2021年の医療情報学に関する先駆的な学術雑誌に掲載された、複数の研究を吟味する「システマティックレビュー」という手法を用いた研究によると、誤った医療情報の中ではワクチンに関する情報が43%と、その占める割合が高いこともわかりました★7。
信頼できる情報源を選び、批判的な視点で情報を評価することが重要です。疑問や不安がぬぐえない時は、必要に応じて、かかりつけ医などの専門職に頼ってください。
伝えたいこと
皆さんがお子さんの発育を気にかけているのは、素晴らしい親であることの証です。その思いやりと愛情は、お子さんの健やかな成長の基盤となるはずです。
しかし、私たちは子育てに完璧を求めすぎてしまい、その過程で大切なものを見失ってしまうことがあります。子育ては長い旅路です。一時的な発達の遅れや停滞は、むしろ成長の一部だと考えてもよいでしょう。
最新の研究が示すように、子どもの発育には大きな個人差があり、それぞれ独自のペースで成長していきます。だから、成長曲線の中に入っていれば安心、発達に関しても、専門家のフォローを受けていれば安心、くらいの気持ちで十分だと思います。お子さんはそれぞれに自分だけの素晴らしい道を歩んでいるのです。

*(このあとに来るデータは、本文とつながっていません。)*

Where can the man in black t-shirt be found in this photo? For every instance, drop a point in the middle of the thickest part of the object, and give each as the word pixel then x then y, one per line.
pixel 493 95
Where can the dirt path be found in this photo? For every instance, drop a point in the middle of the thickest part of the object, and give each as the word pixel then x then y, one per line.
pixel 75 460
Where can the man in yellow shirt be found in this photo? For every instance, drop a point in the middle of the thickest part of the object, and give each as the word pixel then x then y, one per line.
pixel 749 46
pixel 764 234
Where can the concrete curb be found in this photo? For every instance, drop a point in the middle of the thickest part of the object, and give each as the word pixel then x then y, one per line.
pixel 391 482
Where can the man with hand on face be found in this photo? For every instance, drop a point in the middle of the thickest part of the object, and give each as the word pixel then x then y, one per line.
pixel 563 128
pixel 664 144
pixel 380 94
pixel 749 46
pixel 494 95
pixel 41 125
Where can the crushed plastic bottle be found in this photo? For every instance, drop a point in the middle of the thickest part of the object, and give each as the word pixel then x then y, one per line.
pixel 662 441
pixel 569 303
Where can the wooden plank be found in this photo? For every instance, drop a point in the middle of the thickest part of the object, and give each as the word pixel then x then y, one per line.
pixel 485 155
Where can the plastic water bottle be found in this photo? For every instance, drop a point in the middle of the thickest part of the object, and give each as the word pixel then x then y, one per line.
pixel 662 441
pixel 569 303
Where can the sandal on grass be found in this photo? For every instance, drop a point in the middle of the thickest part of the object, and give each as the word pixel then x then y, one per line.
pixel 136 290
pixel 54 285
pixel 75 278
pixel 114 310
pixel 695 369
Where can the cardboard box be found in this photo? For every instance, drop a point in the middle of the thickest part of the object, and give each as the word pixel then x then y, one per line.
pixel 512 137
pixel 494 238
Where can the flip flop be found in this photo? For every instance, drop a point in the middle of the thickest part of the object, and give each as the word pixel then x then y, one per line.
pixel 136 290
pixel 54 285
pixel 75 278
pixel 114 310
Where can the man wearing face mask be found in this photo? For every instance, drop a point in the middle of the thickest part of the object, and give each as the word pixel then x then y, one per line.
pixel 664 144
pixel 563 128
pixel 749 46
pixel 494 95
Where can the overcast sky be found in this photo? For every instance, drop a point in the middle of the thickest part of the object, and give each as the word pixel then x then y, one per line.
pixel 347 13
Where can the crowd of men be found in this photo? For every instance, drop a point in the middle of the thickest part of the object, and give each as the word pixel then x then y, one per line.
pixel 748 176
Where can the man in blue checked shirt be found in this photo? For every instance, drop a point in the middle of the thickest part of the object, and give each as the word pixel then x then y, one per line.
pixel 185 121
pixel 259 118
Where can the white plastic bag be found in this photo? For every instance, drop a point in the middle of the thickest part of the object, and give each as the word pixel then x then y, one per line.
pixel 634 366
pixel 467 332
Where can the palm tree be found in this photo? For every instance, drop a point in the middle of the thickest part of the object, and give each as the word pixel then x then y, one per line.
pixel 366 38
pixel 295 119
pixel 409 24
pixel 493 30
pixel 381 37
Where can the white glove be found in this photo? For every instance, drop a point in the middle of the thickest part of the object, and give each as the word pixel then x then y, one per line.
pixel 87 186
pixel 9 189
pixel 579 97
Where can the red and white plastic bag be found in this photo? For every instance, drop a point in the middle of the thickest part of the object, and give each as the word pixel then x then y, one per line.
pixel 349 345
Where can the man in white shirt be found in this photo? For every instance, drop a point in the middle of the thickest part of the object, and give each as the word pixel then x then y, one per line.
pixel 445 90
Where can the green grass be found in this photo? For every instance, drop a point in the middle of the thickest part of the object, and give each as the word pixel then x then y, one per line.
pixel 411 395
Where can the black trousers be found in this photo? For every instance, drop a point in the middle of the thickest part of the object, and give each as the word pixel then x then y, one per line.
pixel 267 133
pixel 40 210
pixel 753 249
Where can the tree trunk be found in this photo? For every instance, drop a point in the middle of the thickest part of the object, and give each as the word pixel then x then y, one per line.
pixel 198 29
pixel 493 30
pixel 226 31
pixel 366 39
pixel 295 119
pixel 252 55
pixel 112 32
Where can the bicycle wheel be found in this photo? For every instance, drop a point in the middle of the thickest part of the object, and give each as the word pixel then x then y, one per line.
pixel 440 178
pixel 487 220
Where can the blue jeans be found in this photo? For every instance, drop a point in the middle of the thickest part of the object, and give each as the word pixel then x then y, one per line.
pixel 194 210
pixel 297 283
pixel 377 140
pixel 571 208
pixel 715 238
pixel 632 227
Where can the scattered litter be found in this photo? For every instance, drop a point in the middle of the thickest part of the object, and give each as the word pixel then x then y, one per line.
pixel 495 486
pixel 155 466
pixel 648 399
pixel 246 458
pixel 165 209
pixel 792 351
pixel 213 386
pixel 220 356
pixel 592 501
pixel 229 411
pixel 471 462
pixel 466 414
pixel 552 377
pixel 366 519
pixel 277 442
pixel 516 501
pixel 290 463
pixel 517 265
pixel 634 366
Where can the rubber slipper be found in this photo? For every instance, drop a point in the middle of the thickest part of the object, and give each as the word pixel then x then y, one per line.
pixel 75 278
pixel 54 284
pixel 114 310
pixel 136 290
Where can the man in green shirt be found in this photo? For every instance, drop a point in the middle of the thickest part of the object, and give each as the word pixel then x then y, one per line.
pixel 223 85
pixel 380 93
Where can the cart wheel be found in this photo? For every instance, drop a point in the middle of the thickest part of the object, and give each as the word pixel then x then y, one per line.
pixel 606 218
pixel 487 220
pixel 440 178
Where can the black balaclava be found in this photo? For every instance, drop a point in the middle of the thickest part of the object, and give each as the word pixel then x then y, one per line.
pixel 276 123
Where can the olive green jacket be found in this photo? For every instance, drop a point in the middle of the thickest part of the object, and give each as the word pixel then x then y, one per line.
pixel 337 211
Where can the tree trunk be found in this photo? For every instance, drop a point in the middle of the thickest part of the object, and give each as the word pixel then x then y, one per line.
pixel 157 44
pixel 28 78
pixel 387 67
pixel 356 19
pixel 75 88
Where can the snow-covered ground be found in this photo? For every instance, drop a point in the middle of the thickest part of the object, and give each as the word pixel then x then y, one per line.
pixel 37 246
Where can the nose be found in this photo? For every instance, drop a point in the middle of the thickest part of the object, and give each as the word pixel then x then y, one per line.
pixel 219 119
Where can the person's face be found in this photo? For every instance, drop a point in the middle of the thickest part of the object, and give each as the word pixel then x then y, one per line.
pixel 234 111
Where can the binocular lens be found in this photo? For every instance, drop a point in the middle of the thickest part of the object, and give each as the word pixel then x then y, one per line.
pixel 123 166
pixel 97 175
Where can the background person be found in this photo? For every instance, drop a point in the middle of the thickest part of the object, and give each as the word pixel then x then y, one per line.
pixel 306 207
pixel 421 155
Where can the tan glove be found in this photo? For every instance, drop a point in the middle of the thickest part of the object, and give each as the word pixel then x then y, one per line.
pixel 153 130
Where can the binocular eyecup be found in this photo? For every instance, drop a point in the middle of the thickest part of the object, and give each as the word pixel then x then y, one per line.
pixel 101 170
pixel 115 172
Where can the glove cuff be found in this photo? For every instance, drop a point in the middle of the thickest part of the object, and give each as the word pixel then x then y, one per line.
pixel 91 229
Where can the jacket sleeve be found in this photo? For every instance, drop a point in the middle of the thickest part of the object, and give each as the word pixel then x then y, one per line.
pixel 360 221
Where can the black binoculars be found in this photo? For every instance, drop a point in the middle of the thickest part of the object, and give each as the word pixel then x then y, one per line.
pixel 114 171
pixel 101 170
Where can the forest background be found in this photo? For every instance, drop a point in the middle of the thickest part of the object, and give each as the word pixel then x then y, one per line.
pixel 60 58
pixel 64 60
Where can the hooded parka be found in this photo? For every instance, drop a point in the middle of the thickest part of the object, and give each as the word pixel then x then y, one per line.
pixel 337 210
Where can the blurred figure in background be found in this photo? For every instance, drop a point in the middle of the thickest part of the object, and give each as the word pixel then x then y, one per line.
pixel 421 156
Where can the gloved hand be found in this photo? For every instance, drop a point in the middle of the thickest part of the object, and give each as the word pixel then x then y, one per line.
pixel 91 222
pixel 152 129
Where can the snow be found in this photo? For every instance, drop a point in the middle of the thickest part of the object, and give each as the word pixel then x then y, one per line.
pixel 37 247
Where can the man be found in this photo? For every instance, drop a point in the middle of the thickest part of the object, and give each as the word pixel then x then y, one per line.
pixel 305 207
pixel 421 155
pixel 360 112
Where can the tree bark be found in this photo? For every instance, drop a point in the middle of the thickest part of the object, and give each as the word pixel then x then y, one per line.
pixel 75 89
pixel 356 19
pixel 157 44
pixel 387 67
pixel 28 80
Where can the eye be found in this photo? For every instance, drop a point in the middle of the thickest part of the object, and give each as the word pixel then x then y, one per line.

不安になることがあっても、それは自然なことです。それでも、その不安に支配されるのではなく、お子さんとの日々の触れ合いを楽しみ、小さな成長の瞬間を喜びましょう。それこそが、お子さんの健やかな発育を促す最高の環境となるのです。
お子さんの発育に不安を感じたときは、ぜひ、ここでご紹介した研究結果を思い出してください。個人差は自然なものであることを踏まえた上で、環境要因や専門家との適切な連携の大切さを忘れないでください。同時に、メディアリテラシーを持ち、信頼できる情報源からバランスのとれた情報を得ることも重要です。
また、子育ては決して一人で抱え込むものではありません。同じような悩みを持つ他の親御さんたちとの交流や、家族、友人、専門家にサポートを積極的に求めることも大切です。悩みを共有し、アドバイスを得ることで、新たな視点や解決策が見つかるかもしれません。
★1 Tran TD, et al. BMC Pediatr 2019; 19:276.
★2 Onis M, et al. J Nutr 2007;137 (1):144-8.
★3 Jakobovich R, et al. Nutrients 2023;15 (11):2615.
★4 Li J, et al. Front Psychol 2022; 13:794201.
★5 Parker R, et al. Frontiers in Education 2022; 7:751801.
★6 Council on Children With Disabilities, Section on Developmental Behavioral Pediatrics, et al. Pediatrics 2006;118(1):405-20.
★7 Suarez-Lledo V, et al. J Med Internet Res 2021; 23(1):e17187.